Wir wollen nicht hinnehmen, dass solche Positionen Raum auf Konferenzen unserer Partei erhalten. Offene Grenzen für Menschen sind im Gegensatz zur aktuellen Grenzpolitik keine neoliberale Idee. Der Kapitalismus braucht Grenzregime zur Schaffung Profit steigernder prekärer Arbeit. Dies wird gerade durch Entrechtung, unsicheren Aufenthaltsstatus und das so mögliche in Konkurrenz setzen von Arbeiter*innen erreicht. Von dieser Spaltung der Arbeiter*innenklasse profitieren allein die Kapitalist*innen. Eine politökonomische und gesellschaftskritische linke Analyse muss betonen, dass nicht Migration die soziale Ungleichheit und Armut in Deutschland erzeugt, sondern der neoliberale Kapitalismus. Dieser dereguliert seit 30 Jahren Arbeitsverhältnisse, baut soziale Infrastrukturen ab, privatisiert öffentliche Güter, verursacht einen systematischen Niedriglohnsektor, unwürdige Arbeitsbedingungen, Zukunftsangst und hohe Mieten.

Unsere Antwort darauf lautet radikale Umverteilung von oben nach unten, guter Mindestlohn für alle, eine echte Existenzsicherung, Legalisierung aller Einwohner*innen, so dass sie eben nicht zum Löhne drücken eingesetzt werden können, und gemeinsame gewerkschaftliche Organisierung. Als LINKE müssen wir weiterhin und verstärkt Teil von migrantischen und sozialen Bewegungen sein und Solidarität praktisch leben. Wir begreifen die neu Ankommenden als Teil unserer »Klasse« und Teil einer Weltarbeiterschaft im gemeinsamen Kampf gegen rechte und neoliberale Hegemonie. Das verstehen wir unter verbindender Klassenpolitik und wir werden diese Perspektive gemeinsam mit vielen Genoss*innen und Verbündeten weiter starkmachen.
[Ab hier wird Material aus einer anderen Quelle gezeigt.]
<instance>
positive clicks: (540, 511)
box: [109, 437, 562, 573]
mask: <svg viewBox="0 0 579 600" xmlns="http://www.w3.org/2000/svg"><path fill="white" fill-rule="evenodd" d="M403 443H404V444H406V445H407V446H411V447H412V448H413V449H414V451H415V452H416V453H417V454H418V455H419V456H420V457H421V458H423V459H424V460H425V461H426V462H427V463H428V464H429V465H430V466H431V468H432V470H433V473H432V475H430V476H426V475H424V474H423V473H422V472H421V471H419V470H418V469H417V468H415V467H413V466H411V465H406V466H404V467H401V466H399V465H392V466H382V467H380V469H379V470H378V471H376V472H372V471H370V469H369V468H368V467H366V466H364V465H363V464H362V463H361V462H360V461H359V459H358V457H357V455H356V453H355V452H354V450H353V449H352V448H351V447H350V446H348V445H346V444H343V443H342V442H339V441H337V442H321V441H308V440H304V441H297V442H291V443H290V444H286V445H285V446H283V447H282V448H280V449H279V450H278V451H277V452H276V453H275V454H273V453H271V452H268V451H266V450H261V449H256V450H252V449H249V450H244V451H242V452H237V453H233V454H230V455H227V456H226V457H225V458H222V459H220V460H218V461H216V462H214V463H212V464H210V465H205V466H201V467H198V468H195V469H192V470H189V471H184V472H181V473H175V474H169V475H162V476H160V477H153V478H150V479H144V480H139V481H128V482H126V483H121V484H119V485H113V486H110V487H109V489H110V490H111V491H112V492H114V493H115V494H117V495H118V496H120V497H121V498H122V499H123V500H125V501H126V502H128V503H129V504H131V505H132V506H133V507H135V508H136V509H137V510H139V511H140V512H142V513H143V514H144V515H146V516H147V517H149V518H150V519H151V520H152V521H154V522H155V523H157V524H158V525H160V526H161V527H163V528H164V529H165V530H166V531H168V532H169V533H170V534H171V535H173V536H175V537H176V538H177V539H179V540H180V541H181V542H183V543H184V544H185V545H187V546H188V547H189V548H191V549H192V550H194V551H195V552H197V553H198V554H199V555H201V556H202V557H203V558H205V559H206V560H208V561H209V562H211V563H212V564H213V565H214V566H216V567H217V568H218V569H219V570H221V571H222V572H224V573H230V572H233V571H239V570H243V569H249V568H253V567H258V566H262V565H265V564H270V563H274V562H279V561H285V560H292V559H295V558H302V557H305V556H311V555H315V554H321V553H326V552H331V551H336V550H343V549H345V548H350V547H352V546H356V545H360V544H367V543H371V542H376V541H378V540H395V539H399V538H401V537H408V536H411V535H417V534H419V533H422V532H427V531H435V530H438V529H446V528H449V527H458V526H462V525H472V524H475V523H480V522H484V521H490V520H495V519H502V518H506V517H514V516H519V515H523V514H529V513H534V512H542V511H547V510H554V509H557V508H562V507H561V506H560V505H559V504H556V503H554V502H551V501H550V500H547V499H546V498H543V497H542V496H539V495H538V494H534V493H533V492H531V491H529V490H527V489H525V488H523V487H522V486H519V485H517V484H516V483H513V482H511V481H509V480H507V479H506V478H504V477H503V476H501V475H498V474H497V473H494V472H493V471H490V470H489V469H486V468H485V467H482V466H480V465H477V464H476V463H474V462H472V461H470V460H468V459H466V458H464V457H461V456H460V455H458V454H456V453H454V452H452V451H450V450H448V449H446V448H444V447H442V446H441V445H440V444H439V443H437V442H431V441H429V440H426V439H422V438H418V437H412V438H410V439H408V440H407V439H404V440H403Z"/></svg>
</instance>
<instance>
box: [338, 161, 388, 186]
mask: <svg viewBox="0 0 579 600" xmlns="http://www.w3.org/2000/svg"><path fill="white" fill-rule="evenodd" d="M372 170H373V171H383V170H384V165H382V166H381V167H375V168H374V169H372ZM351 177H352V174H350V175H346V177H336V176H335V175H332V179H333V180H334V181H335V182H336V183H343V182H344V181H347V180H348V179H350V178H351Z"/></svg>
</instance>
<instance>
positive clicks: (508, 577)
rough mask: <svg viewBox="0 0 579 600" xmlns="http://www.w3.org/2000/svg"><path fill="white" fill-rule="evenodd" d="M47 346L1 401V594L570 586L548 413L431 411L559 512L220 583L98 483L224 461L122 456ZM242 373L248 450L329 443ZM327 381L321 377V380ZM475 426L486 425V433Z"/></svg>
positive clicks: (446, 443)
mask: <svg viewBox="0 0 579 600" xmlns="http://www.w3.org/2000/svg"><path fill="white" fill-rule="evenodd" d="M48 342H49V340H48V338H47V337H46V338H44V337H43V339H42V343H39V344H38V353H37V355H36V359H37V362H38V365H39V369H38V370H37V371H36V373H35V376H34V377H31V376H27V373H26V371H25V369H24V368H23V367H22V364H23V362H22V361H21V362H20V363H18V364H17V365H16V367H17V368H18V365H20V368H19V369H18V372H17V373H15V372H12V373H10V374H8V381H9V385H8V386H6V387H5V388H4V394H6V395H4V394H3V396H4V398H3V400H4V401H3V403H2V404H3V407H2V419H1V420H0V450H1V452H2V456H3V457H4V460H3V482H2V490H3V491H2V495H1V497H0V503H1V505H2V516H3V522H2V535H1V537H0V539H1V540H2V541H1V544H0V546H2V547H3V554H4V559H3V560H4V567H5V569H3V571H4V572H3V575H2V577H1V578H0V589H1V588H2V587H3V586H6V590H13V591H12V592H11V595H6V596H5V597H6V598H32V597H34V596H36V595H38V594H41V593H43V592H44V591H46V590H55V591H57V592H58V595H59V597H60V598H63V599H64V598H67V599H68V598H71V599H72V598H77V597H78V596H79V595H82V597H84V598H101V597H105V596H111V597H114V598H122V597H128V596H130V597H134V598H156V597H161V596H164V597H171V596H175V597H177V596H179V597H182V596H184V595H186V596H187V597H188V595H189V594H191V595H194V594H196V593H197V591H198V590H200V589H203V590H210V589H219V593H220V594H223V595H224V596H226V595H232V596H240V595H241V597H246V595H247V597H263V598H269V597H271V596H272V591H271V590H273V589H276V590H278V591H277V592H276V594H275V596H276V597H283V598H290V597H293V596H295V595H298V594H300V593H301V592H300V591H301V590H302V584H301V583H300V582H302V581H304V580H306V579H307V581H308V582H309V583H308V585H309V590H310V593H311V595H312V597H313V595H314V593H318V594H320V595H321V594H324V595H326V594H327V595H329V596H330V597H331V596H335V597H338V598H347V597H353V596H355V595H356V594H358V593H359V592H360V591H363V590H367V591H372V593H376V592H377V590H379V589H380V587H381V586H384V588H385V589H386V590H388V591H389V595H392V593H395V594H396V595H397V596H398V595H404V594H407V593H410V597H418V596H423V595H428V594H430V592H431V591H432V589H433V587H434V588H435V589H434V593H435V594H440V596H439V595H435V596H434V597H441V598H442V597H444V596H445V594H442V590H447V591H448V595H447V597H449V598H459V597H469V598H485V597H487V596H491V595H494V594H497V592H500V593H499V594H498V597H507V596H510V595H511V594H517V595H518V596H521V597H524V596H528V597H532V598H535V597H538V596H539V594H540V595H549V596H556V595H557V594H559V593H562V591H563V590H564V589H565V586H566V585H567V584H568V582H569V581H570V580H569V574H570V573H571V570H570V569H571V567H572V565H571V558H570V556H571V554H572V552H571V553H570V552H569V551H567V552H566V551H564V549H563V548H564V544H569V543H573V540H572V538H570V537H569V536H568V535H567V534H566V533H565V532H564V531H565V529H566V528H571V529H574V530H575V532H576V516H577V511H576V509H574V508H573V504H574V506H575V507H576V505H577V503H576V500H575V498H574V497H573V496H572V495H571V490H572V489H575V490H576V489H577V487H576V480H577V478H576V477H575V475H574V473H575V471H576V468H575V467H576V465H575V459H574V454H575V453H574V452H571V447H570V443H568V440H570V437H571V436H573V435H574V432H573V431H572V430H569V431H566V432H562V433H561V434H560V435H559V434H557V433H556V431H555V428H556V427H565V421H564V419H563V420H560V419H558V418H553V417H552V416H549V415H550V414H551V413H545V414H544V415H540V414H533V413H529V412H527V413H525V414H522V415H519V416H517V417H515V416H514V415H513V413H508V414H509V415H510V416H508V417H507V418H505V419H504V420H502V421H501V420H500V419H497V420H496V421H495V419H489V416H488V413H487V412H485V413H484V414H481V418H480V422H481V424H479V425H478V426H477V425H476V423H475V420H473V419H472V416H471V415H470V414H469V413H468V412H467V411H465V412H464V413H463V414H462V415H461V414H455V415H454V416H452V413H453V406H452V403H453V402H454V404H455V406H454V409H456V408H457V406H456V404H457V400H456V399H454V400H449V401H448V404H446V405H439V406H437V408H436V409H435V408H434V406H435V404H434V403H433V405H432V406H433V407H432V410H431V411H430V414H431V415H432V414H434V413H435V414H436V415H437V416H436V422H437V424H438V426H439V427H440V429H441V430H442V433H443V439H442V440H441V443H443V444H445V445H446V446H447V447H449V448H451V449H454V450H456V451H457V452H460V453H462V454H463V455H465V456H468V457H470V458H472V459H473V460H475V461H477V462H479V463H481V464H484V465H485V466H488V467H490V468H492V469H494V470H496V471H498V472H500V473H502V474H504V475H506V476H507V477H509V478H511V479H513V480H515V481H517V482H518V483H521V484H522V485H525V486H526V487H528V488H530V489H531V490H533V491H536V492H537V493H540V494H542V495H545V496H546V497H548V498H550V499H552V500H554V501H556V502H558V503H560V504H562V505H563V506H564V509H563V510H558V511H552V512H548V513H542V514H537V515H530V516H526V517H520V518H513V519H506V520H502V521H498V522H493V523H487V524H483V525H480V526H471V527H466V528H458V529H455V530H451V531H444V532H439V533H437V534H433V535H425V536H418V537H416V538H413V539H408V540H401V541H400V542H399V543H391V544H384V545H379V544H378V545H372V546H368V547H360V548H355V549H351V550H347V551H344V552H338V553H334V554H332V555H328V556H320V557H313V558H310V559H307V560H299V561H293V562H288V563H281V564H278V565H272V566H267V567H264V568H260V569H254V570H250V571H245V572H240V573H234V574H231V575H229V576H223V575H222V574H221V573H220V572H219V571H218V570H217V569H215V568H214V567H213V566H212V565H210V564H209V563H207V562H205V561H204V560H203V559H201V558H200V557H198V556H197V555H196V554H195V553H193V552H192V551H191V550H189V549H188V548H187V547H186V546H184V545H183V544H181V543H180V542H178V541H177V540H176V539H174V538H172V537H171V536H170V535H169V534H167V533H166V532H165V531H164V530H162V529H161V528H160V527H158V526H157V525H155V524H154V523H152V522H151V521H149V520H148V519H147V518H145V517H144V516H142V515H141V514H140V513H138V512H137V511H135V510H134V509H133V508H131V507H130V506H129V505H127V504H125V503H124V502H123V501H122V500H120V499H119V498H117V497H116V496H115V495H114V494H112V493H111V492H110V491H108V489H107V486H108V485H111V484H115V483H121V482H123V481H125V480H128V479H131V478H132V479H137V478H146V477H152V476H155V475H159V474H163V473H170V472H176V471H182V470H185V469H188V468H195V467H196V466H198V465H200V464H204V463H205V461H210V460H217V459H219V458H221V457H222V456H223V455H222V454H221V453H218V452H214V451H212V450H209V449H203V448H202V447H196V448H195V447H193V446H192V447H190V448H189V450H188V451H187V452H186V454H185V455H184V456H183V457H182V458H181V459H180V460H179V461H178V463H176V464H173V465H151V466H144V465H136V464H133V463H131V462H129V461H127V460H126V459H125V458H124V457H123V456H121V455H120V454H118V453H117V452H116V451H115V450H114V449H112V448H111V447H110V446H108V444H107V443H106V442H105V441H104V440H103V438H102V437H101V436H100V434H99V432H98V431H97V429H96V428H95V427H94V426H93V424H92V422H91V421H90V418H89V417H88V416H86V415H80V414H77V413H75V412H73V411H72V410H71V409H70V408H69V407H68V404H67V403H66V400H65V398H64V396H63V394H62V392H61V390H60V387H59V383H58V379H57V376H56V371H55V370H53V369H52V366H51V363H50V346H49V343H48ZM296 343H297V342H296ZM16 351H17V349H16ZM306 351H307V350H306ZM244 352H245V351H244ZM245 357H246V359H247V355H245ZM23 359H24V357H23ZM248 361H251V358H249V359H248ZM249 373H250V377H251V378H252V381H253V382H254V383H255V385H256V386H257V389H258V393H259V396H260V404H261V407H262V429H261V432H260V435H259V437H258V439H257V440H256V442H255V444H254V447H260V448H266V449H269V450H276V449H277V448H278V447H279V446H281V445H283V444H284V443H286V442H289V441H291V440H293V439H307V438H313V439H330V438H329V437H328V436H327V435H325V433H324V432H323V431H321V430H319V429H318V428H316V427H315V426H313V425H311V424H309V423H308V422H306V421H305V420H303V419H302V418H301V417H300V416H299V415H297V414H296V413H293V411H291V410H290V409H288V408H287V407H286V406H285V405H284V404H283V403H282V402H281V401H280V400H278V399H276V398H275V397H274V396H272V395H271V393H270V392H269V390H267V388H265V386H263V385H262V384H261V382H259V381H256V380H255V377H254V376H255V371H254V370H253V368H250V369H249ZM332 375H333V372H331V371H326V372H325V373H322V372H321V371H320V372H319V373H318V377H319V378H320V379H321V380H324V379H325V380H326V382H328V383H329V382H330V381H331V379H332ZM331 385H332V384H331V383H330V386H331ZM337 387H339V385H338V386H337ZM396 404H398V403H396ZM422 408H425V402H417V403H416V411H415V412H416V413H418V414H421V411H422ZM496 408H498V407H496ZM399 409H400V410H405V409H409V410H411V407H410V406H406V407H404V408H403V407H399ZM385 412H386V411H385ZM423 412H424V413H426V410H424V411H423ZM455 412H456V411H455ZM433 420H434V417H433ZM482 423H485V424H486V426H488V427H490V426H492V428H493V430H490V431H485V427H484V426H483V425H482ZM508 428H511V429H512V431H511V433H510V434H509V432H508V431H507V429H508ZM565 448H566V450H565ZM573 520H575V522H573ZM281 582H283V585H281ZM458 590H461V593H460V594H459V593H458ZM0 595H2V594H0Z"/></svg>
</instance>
Die Migrationskonferenz war ein Schlagabtausch, aber kein konstruktiver, der uns vorangebracht hätte. Die künftigen Konferenzen müssen - wie es die meisten Referent*innen forderten - sich damit befassen, wie eine progressive zukunftsweisende Migrationspolitik konkret ausgestaltet, wie sie mit der Klassenfrage verbunden und wie die Idee der solidarischen Städte gestärkt und mit Leben gefüllt werden kann.

Elif Eralp ist Mitglied des LINKE-Landesvorstands Berlin. Sofia Leonidakis ist Abgeordnete der Bremischen Bürgerschaft und Mitglied im Parteivorstand der LINKEN. Pazhare Heidari ist Mitglied der LINKEN im Berliner Stadtteil Kreuzberg und zudem Aktivistin bei »Aufstehen gegen Rassismus«. Mahir Türkmen ist Mitglied der LINKEN.